– Изольда, – тихо произнесла Лея, опустив глаза.
«Ай, молодчина!..»
– О да, – вы, дитя мое, натурально, Изольда, – задумчиво произнес Трамонтано, – и в этом трудно усомниться. Впрочем:
…как любя, любовь сокрыть?
Ее не спрятать, не зарыть,
Не положить ее под спуд,
Друг к другу любящие льнут…
и дальше в таком же духе.
В камине стреляли поленья, рассыпались вокруг снопы желтых искр, и на короткий миг они высветили затейливый рисунок водяных знаков, картину давно забытой жизни, дорогой моему сердцу хрупкий палеолит.
Под новогодней елкой в свете фальшивых электрических свечей сидел стриженный под горшок малыш и зачарованно внимал небылицам развязного старикашки с неаккуратным носом, торчащим из-под красного колпака. Ватная борода старого болтуна полна подсолнечной шелухи и желта от времени.
Роль обманщика много лет подряд и с большой охотой играл наш сосед, порядком испившийся настройщик, полусумасшедший человек по прозвищу Дубль-бемоль.
Но – увы и ах! – каким беспомощным показалось мне сейчас, по прошествии многих лет, простодушное искусство Дубль-бемоля, вызванного неведомой магией из глубин моей памяти; как далеко было его скромному дару до талантов Трамонтано, венецианского дожа во фраке с фалдами!
Трещало горящее дерево, пламя металось за каминной решеткой, и по ковру скользила ее причудливая тень, завивались длиннейшие артистические фалды, разгорался, летел увлекательный тревожный разговор.

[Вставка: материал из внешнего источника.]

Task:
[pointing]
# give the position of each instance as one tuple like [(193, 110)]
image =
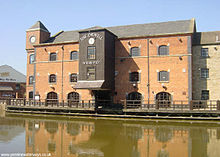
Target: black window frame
[(204, 52), (74, 55), (53, 56), (91, 55), (89, 73), (163, 76), (52, 78), (134, 77), (135, 51), (161, 50), (73, 77), (205, 95), (31, 58), (204, 73), (31, 80)]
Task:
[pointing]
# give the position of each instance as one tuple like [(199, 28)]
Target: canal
[(60, 136)]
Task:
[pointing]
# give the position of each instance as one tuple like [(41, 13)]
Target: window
[(204, 73), (74, 55), (134, 77), (91, 52), (135, 51), (31, 79), (205, 95), (52, 78), (91, 73), (163, 76), (31, 58), (163, 50), (73, 77), (53, 56), (205, 52)]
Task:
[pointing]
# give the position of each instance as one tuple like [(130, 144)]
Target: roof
[(202, 38), (128, 31), (38, 26), (9, 74)]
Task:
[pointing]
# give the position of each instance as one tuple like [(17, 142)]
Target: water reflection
[(97, 138)]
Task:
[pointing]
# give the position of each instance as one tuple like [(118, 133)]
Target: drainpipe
[(148, 73)]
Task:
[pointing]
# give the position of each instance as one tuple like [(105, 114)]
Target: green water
[(94, 137)]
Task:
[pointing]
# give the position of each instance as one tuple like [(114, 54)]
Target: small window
[(53, 56), (74, 55), (163, 50), (31, 95), (163, 76), (205, 52), (31, 80), (134, 77), (91, 52), (31, 59), (204, 73), (52, 78), (135, 51), (91, 73), (205, 95), (73, 77)]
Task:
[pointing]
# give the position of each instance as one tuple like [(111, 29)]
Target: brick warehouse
[(134, 62)]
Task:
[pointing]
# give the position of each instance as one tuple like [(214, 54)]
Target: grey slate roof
[(202, 38), (38, 26), (9, 74), (137, 30)]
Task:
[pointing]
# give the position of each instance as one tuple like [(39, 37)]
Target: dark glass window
[(91, 52), (134, 77), (204, 52), (205, 95), (135, 51), (163, 50), (91, 73), (163, 76), (73, 77), (204, 73), (52, 78), (31, 58), (31, 79), (74, 55), (53, 56)]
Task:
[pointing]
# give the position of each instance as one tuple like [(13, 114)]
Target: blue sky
[(18, 15)]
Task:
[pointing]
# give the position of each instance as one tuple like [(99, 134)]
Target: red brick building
[(134, 62)]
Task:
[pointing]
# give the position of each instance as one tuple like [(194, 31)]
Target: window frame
[(72, 80), (204, 73), (137, 52), (50, 57), (50, 80), (161, 53), (88, 74), (167, 76), (89, 55), (74, 55)]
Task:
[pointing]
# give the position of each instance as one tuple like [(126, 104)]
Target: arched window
[(52, 99), (31, 79), (135, 51), (52, 78), (53, 56), (73, 99), (163, 99), (134, 77), (73, 77), (31, 59), (163, 76), (163, 50), (74, 55)]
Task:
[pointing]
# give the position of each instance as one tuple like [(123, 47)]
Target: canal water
[(61, 136)]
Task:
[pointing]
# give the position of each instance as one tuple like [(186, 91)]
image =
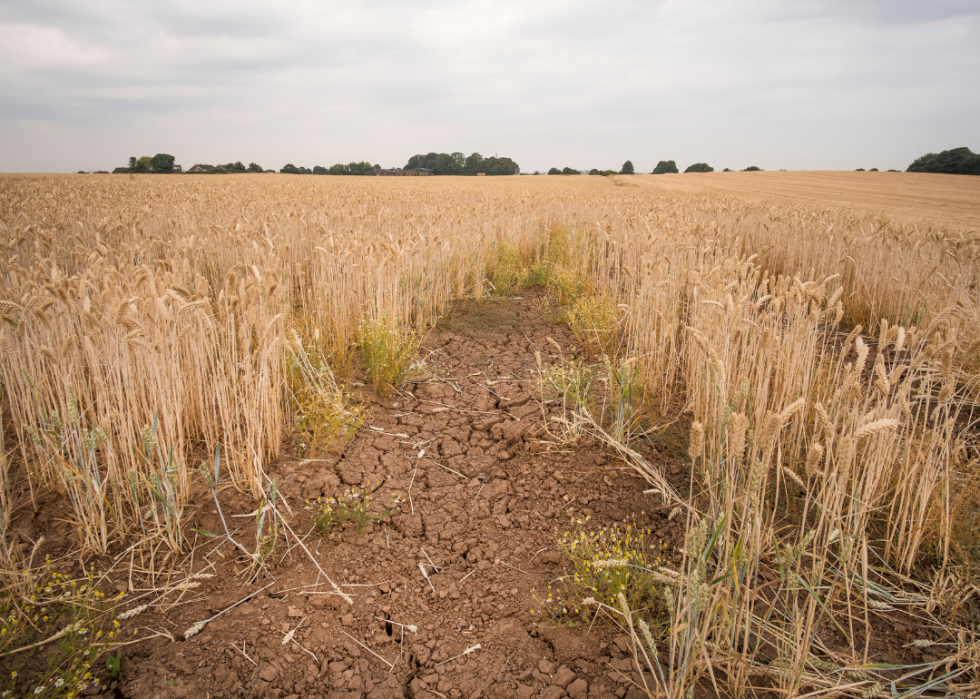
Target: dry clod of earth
[(486, 541)]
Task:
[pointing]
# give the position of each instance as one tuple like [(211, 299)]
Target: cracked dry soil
[(490, 528)]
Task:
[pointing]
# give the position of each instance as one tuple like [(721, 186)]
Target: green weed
[(323, 413), (506, 269), (606, 563), (68, 622), (350, 506), (388, 352), (594, 320)]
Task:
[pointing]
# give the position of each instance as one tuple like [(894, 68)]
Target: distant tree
[(458, 164), (361, 168), (473, 164), (699, 167), (958, 161), (161, 162)]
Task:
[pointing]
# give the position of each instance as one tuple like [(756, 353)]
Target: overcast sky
[(800, 84)]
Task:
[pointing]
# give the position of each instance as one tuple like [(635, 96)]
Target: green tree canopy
[(699, 167), (958, 161), (161, 162), (458, 164)]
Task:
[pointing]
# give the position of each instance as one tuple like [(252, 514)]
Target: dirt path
[(487, 503)]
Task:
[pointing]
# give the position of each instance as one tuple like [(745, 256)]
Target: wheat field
[(820, 358)]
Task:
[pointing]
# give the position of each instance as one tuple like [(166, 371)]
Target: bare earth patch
[(485, 536)]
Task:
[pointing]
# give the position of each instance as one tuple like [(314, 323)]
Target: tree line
[(459, 164), (361, 168), (160, 163)]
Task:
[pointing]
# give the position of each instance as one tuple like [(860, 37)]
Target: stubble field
[(538, 436)]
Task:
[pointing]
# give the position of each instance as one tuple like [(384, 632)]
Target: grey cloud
[(546, 83)]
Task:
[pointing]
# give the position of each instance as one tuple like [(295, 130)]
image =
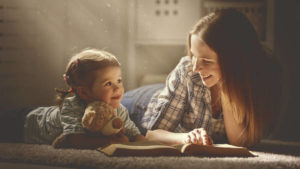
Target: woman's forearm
[(236, 133), (166, 137)]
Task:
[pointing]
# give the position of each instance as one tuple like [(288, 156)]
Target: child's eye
[(108, 84)]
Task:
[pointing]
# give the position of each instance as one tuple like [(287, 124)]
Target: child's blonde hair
[(81, 67)]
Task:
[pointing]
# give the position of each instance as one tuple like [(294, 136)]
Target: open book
[(157, 149)]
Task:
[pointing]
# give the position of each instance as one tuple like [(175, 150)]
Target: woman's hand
[(120, 138), (198, 136)]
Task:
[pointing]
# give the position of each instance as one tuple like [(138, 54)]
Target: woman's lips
[(205, 77), (116, 97)]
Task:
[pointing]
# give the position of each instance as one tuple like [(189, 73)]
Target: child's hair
[(250, 78), (81, 68)]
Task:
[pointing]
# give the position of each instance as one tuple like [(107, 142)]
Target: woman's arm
[(236, 133), (139, 137), (196, 136), (166, 137)]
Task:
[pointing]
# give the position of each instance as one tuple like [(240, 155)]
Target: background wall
[(38, 37)]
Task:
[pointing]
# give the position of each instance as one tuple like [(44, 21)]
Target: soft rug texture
[(271, 154)]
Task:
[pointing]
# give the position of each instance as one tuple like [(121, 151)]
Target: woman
[(227, 85)]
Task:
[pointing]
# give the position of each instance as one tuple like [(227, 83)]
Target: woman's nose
[(197, 66), (117, 86)]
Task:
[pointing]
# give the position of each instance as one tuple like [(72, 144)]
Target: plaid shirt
[(183, 105)]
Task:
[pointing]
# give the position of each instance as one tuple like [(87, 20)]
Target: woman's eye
[(108, 84), (206, 61)]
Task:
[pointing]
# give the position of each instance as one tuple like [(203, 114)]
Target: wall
[(287, 44), (38, 37)]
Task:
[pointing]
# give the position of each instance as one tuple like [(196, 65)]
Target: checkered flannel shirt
[(183, 105)]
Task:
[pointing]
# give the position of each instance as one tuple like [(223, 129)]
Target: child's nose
[(197, 67)]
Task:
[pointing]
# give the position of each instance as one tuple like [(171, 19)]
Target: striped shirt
[(44, 124), (183, 105)]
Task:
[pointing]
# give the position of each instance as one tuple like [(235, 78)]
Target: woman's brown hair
[(250, 77)]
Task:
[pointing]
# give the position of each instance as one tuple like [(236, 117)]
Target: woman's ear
[(83, 93)]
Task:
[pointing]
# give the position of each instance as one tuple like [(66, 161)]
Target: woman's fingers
[(198, 136)]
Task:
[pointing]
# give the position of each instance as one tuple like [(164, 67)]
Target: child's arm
[(84, 141)]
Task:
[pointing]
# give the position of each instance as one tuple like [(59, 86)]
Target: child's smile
[(108, 86)]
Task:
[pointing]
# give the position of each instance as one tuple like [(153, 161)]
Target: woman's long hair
[(250, 78)]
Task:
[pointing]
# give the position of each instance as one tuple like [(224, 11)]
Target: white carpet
[(45, 155)]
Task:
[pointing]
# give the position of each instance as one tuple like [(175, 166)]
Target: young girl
[(227, 85), (92, 75)]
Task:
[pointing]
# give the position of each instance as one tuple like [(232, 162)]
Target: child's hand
[(198, 136)]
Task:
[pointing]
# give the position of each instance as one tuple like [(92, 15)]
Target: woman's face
[(205, 61)]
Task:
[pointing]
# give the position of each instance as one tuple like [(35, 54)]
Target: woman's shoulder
[(184, 67)]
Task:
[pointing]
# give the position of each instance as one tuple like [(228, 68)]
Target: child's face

…Нет, нет и нет, мой драгоценный гость, память вам ни в коей мере не изменяет, будьте благонадежны: «Вид на Толедо» должен находиться и, верьте моему слову, находится там, где ему положено быть: на запад ной стене Музея изящных искусств Метрополитен!.. Но смею утверждать – этот холст также подлинный, писала картину несомненная рука маэстро Тоеотокопули. И никакого чуда я тут не вижу: у маэстро хватило терпения написать два похожих городских пейзажа, вот и всего-то.
– …Но как же иначе, как же иначе, милейший Тристан! Вы же сами, бьюсь об заклад с кем угодно, не пожалели бы последнего луидора на свежие фиалки для вашей Изольды, – не тот вы человек! Хотя лично я уверен, что несколько роскошных маков из крашеной бумаги всегда найдутся на дне платяного шкафа холостого мужчины.
Тонкая улыбка осветила лицо Трамонтано.
– И даже гравюры, заманчивые старинные гравюры, которыми порой торгуют на набережных болтливые старики, – я похолодел, – не смогли бы придать Салону необходимый блеск и респектабельность, которых требует масштаб всего предприятия.
…Завидовать?! Решительно вам говорю: не завидую! Да и сами подумайте, милый мой человек, стоит ли завидовать Великому Художнику, как вы изволили выразиться, этому изгою, одинокому и оборванному – как правило, как правило оборванному, любезный Тристан! – бездомному бродяге никем не понятому и во всем несчастливому?! Несчастливому даже в любви, ибо великое способны любить лишь великие.
…Однако согласитесь с тем, что внешнее сходство с жизнью в искусстве момент скорее формальный, самостоятельной ценностью не располагающий и, вообще, извините за плеоназм, довольно искусственный. Вы удивлены, мой драгоценный гость? Но тут уж ничего не поделаешь: такова природа деликатных вещей, о которых мы с вами рассуждаем, и с ней приходится считаться.
– …Ах, и даже не пытайтесь; доказать в искусстве ничего нельзя: искусство – это аксиома! Попытайтесь быть безрассудным, доверьтесь чувству или, если это для вас непривычно, положитесь на слово кабальеро, – Трамонтано коротко поклонился, – тем более что Толедо город моей прекрасной юности, а, как вы знаете, как вам, может быть, известно, в юности прогулки по городу дело обыкновенное. Но ничего подобного изображенному на холсте мне ни разу увидеть не довелось! Честное слово кабальеро! И тем не менее, берусь утверждать: суть города схвачена кистью живописца с поразительной прозорливостью. Каждый найдет в картине свое. Влюбленные души увидят чудную ротонду над шумным потоком, укрытую густыми зарослями азалий. Чуткое ухо искателя приключений уловит шум осторожных шагов в сумеречной галерее и далекий звон клинков в лабиринте кривых улочек. Почтенной матери семейства пригрезится детская фигурка, переступающая озябшими ножками по каменной плите балкона. И дряхлый старик уверенно скажет себе, глядя на холст: «Мне не страшно здесь умереть. Здесь я буду спокоен».